Figure 8. Hsc/Hsp70 co-chaperones regulate MHC class I mediated antigen presentation.

(A) After siRNA mediated depletion of the indicated co-chaperones BMDCs were infected with Ad-LOG and stimulated with LPS. After 12 h cell surface localized MHC class I molecules were quantified by FACS analysis (left panel). Fluorescence of control cells, which received a scrambled siRNA, was set to 1. Error bars represent sem from three independent experiments. To monitor antigen presentation cells treated under the same conditions were washed and ovalbumin-specific CD8+ T cells (OT-1) were added. Co-cultivation was performed for 24 h. Presentation on MHC class I complexes was quantified by determining interleukin-2 (IL-2) production of OT-1 cells by ELISA (right panel). Values for control cells receiving a scrambled siRNA were set to 1. Error bars represent sem of at least three independent experiments. Asterisks indicate significance as determined by the two-tailed Student's t-test: control/CHIP: *P = 0.018; control/HspBP1: *P = 0.030; control/BAG-1: *P = 0.011 (B) Wild-type, heterozygous hspBP1 ^+/−, and homozygous hspBP1 ^−/− mice received an intravenous injection of recombinant influenza A PR/8/43 expressing the SIINFEKL peptide. Spleen cells were isolated after 12 h und incubated with OT-1 cells to monitor antigen presentation on MHC class I molecules based on IL-2 production. Values for wild-type mice were set to 1. Error bars represent sem of three independent experiments.

Figure 9. The Hsc/Hsp70 co-chaperone network controls DALIS formation during immune cell maturation.

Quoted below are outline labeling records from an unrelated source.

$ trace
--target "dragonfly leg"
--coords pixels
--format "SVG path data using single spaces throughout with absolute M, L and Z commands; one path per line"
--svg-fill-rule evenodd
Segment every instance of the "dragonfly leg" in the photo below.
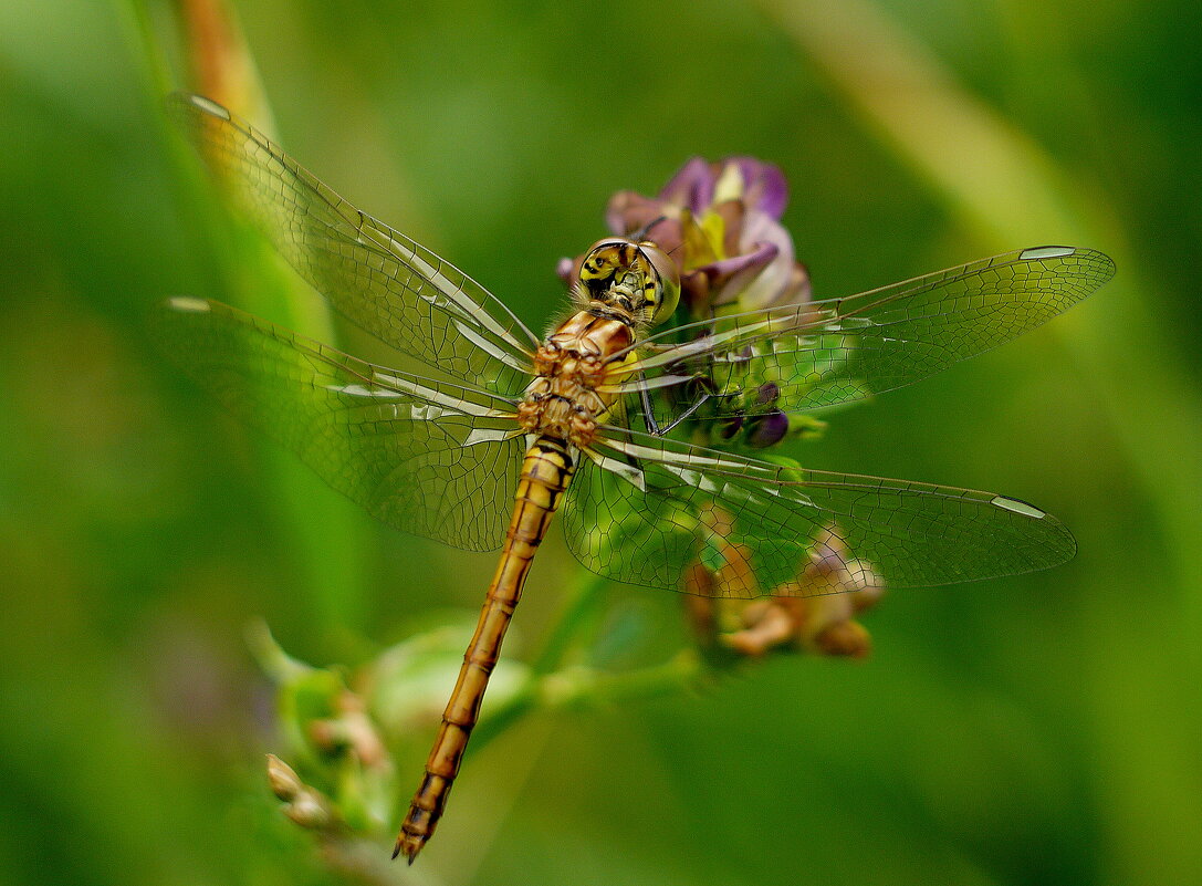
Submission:
M 673 418 L 671 424 L 668 424 L 666 428 L 660 428 L 657 430 L 651 430 L 651 433 L 656 434 L 657 436 L 662 436 L 664 434 L 667 434 L 667 433 L 670 433 L 672 430 L 676 430 L 676 428 L 679 427 L 682 422 L 684 422 L 686 418 L 689 418 L 690 416 L 692 416 L 708 400 L 716 400 L 716 399 L 720 399 L 722 397 L 734 397 L 734 396 L 736 394 L 733 394 L 733 393 L 728 393 L 728 394 L 704 393 L 701 397 L 698 397 L 697 400 L 696 400 L 696 403 L 694 403 L 691 406 L 689 406 L 689 409 L 686 409 L 684 412 L 682 412 L 676 418 Z

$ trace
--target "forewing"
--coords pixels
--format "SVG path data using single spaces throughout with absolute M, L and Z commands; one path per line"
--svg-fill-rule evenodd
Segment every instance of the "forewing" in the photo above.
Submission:
M 397 373 L 218 302 L 155 315 L 168 355 L 239 417 L 385 523 L 501 546 L 524 453 L 500 397 Z
M 835 566 L 926 587 L 1047 569 L 1076 552 L 1054 517 L 993 493 L 784 468 L 619 428 L 582 453 L 563 516 L 569 546 L 595 572 L 683 590 L 702 564 L 720 577 L 702 593 L 732 597 L 844 590 Z
M 803 412 L 891 391 L 1002 345 L 1114 274 L 1101 252 L 1041 246 L 858 296 L 690 323 L 641 343 L 621 368 L 630 393 L 661 376 L 703 376 L 709 415 Z M 679 337 L 683 344 L 667 344 Z M 626 356 L 619 353 L 615 361 Z M 779 396 L 756 398 L 775 385 Z M 740 396 L 746 392 L 748 396 Z M 684 404 L 686 405 L 686 404 Z
M 460 381 L 523 391 L 537 340 L 483 286 L 356 209 L 220 105 L 177 94 L 168 108 L 239 204 L 340 314 Z

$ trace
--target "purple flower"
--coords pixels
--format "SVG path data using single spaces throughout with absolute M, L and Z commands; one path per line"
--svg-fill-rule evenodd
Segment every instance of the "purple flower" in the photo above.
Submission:
M 748 429 L 748 446 L 763 450 L 775 446 L 789 433 L 789 416 L 779 409 L 758 416 Z
M 748 156 L 686 162 L 655 197 L 620 191 L 609 201 L 609 230 L 645 237 L 680 268 L 682 301 L 694 319 L 809 301 L 805 268 L 780 225 L 789 189 L 780 170 Z M 582 257 L 558 272 L 572 283 Z

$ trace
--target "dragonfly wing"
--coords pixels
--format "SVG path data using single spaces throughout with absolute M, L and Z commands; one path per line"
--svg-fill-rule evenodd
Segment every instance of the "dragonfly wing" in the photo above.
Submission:
M 156 338 L 239 417 L 392 527 L 501 546 L 525 452 L 511 400 L 350 357 L 218 302 L 173 298 Z
M 1047 322 L 1114 274 L 1101 252 L 1007 252 L 847 298 L 690 323 L 645 339 L 623 367 L 643 379 L 706 376 L 726 397 L 709 415 L 803 412 L 883 393 L 1002 345 Z M 683 344 L 670 345 L 680 335 Z M 647 347 L 649 345 L 649 347 Z M 615 361 L 625 355 L 617 355 Z M 746 398 L 775 385 L 776 398 Z
M 522 392 L 538 341 L 483 286 L 356 209 L 220 105 L 177 94 L 168 109 L 284 257 L 340 314 L 462 381 Z
M 927 587 L 1047 569 L 1076 552 L 1054 517 L 993 493 L 785 468 L 620 428 L 581 458 L 564 505 L 569 546 L 621 582 L 680 590 L 702 563 L 724 575 L 714 595 L 808 596 L 844 589 L 803 579 L 814 557 Z

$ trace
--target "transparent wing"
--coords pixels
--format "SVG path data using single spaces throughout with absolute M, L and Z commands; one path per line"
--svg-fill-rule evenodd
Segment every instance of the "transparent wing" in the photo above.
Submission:
M 909 385 L 1005 344 L 1113 275 L 1114 262 L 1101 252 L 1040 246 L 847 298 L 690 323 L 639 343 L 642 358 L 621 367 L 624 380 L 611 390 L 700 377 L 724 394 L 710 400 L 710 416 L 817 410 Z M 766 385 L 779 396 L 757 402 L 754 392 Z M 678 409 L 688 405 L 676 399 Z
M 168 111 L 285 258 L 385 343 L 477 387 L 518 394 L 537 339 L 483 286 L 356 209 L 220 105 Z
M 173 359 L 239 417 L 397 529 L 501 546 L 524 454 L 514 404 L 392 371 L 218 302 L 155 315 Z
M 709 593 L 733 597 L 843 590 L 832 560 L 888 587 L 924 587 L 1047 569 L 1076 552 L 1054 517 L 993 493 L 784 468 L 613 427 L 582 453 L 563 518 L 595 572 L 682 590 L 701 563 L 722 577 Z M 825 579 L 808 572 L 817 558 Z

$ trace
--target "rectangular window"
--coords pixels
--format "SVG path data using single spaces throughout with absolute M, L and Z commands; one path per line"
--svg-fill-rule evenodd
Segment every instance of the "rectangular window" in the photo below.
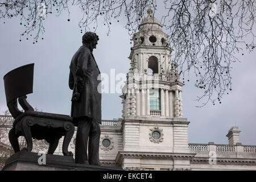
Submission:
M 160 110 L 160 97 L 158 89 L 151 89 L 150 92 L 150 110 Z

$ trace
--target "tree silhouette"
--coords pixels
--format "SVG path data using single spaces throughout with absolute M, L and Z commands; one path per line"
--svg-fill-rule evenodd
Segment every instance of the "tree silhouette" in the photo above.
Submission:
M 230 71 L 239 61 L 237 53 L 243 55 L 255 47 L 255 0 L 5 1 L 0 3 L 0 18 L 20 19 L 25 29 L 21 36 L 28 39 L 35 32 L 35 43 L 45 31 L 47 16 L 67 11 L 71 21 L 70 7 L 75 6 L 82 12 L 81 33 L 105 26 L 108 35 L 112 24 L 125 18 L 125 28 L 131 36 L 147 9 L 155 13 L 161 6 L 161 23 L 175 51 L 172 61 L 183 81 L 195 77 L 195 86 L 203 90 L 197 99 L 201 106 L 209 101 L 221 103 L 222 97 L 232 90 Z

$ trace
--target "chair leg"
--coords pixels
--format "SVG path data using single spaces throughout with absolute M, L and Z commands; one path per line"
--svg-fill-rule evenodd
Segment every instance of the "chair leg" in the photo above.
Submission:
M 53 154 L 56 148 L 58 146 L 59 139 L 53 139 L 49 142 L 49 148 L 48 149 L 48 154 Z
M 26 142 L 27 142 L 27 147 L 22 148 L 22 150 L 31 152 L 33 147 L 33 142 L 32 141 L 31 130 L 30 126 L 28 125 L 27 120 L 27 119 L 23 120 L 22 124 L 22 134 L 25 138 Z
M 73 153 L 72 152 L 69 152 L 68 148 L 69 142 L 74 134 L 75 127 L 72 123 L 66 122 L 64 124 L 64 129 L 66 132 L 62 146 L 62 152 L 64 155 L 73 156 Z
M 13 148 L 13 150 L 14 150 L 14 152 L 19 152 L 19 142 L 18 141 L 18 138 L 19 136 L 16 135 L 15 133 L 15 130 L 14 128 L 12 128 L 9 131 L 9 140 L 10 143 L 11 143 L 11 145 Z

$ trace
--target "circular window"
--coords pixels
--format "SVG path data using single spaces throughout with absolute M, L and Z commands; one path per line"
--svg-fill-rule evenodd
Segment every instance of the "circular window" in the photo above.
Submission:
M 109 147 L 110 145 L 110 141 L 107 139 L 104 139 L 102 141 L 102 145 L 105 147 Z
M 160 133 L 158 131 L 154 131 L 152 134 L 152 137 L 154 139 L 158 139 L 160 138 Z
M 140 37 L 140 39 L 141 39 L 141 44 L 142 44 L 144 42 L 144 38 L 143 36 L 141 36 L 141 37 Z
M 150 36 L 149 39 L 150 39 L 150 41 L 151 42 L 152 42 L 152 43 L 156 42 L 156 38 L 154 35 Z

Immune cell maturation can be separated in two distinct phases that are characterized by distinct chaperone environments. During early stages of immune cell maturation, characterized by DALIS formation (aggregation phase), Hsc/Hsp70 binds defective ribosomal products (DRiPs) following their translation. Recruitment of CHIP leads to the ubiquitylation of DRiPs, which provides a sorting signal for sequestration into DALIS. Ubiquitylation activity is regulated by the CHIP-inhibitor HspBP1. DALIS formation also requires BAG-1. Late stages of maturation (presentation phase), which involve antigen presentation and clearance of DALIS, are characterized by decreased HspBP1 levels and induction of Hsp70, BAG-1, and BAG-3. These changes stimulate DRiP processing and presentation. In addition, BAG-3 is recruited to DALIS to facilitate aggregate clearance by chaperone-assisted selective autophagy in cooperation with p62. It remains to be seen whether this autophagy pathway contributes to MHC class I mediated presentation (‘?’).